Netflix (NASDAQ:NFLX) stock has experienced a notable decline from its recent highs, currently trading at $374.31 as of October 6. This is well below its September 11 peak of $445.36 and the year-to-date high of $477.59 on July 19. However, the stock’s current valuation offers an attractive opportunity for value investors.
Investors have high expectations for Netflix’s upcoming third-quarter results, set to be released on October 18. This optimism stems from the company’s substantial free cash flow (FCF), which could have a positive impact on the stock. One strategy that could be considered, particularly for income-oriented investors, is selling short out-of-the-money (OTM) put-and-call options with near-term expiration periods.
Netflix’s Impressive Free Cash Flow
Netflix’s impressive FCF was highlighted in a previous article on September 15. In the first half of 2023, Netflix generated over $3.46 billion in FCF, with Q1 contributing $2.117 billion and Q2 contributing $1.339 billion. Comparatively, in the same quarter the previous year, Q3 FCF was just $472 million. Therefore, any Q3 FCF figure above $1.0 billion would signify significant progress, especially in light of new pricing strategies and potential disruptions from actors’ and writers’ strikes.
Additionally, analysts are closely monitoring Netflix’s FCF margins. Last quarter, these margins exceeded 21% for the first six months of the year. This metric is vital because if Netflix maintains or increases these margins, it could drive the stock’s upward trajectory.

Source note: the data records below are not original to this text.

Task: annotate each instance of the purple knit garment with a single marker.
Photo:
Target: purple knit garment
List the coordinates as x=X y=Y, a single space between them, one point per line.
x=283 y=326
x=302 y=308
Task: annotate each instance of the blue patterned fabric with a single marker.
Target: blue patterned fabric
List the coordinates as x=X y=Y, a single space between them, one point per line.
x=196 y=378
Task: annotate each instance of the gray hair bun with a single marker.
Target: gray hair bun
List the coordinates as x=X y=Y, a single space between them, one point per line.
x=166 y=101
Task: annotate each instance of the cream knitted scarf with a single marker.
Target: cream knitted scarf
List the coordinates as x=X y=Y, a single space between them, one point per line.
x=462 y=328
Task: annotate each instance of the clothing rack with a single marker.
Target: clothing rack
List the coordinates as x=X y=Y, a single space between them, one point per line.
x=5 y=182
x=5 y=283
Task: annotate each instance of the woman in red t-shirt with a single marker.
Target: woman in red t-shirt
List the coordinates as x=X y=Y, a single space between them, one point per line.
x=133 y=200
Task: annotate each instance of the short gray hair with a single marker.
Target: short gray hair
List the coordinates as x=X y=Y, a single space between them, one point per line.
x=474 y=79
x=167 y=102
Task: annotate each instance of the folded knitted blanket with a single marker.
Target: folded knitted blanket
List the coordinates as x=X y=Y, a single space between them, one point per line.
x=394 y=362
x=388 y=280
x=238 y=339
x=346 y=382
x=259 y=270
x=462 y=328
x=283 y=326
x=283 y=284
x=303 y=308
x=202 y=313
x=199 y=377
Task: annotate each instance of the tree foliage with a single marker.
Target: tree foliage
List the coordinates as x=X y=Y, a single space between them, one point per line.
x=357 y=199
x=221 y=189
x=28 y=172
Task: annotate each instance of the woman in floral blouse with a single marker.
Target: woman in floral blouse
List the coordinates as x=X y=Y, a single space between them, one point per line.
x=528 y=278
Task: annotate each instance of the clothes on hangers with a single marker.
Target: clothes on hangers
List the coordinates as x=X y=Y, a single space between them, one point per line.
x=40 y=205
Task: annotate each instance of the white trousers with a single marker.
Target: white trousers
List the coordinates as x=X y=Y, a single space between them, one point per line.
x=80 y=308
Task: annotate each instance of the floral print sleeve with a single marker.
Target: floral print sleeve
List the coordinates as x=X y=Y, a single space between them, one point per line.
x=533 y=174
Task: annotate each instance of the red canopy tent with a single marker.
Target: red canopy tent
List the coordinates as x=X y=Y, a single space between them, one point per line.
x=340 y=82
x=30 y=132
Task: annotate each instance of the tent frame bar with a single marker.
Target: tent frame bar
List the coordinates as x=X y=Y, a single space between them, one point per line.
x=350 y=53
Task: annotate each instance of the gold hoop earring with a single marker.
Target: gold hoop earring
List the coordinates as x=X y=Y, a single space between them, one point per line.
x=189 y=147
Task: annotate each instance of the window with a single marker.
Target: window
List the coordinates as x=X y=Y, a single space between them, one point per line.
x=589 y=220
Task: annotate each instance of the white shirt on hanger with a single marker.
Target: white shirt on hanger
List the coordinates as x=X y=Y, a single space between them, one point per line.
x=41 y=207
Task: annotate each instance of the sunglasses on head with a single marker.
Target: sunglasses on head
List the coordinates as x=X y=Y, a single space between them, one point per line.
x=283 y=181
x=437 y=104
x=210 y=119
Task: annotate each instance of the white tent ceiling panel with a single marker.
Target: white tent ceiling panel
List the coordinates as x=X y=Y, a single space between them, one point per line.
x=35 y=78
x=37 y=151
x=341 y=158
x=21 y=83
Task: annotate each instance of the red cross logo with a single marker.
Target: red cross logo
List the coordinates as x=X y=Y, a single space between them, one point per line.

Analysts’ projections for Netflix’s revenue next year indicate a growth of over 13% to $38.23 billion. By applying the 21% margin to this forecast, the expected FCF for the year could reach $8.0 billion. With a 4.0% FCF yield, Netflix’s market capitalization could expand to $200 billion, potentially representing a more than 20% increase from its current market cap of $166 billion. This implies a stock value of over $451 per share.
Generating Income Through Shorting OTM Put and Call Options
Investors looking to generate income can consider selling short OTM put and call options. For example, they can sell OTM call options, such as the October 27 call options with a $405 strike price, currently trading at $8.28. This allows investors to earn a 2.19% covered call yield with just three weeks to expiration. If the stock reaches the $405 strike price and the investor has to sell their shares at that price, they retain an additional 7.85% realized gain, resulting in a total potential return of 10%.
Alternatively, investors can explore $400 call options trading at $9.70, offering a 2.57% covered call yield over three weeks and a potential 6.52% realized gain or a total potential return of 9.09%.
Another strategy is to sell OTM put options as the October 27 puts with a $350 strike price, trading at $9.35 per put. This provides a higher yield of 2.67%, as the investor only needs to risk $350 per contract. Unlike covered calls, put sellers have no obligation to purchase stock, even if the stock’s price decreases.
In summary, Netflix’s stock appears poised for growth, making it a favorable choice for value investors. Selling either covered calls or cash-secured puts could be suitable strategies for income-minded investors seeking to capitalize on this opportunity.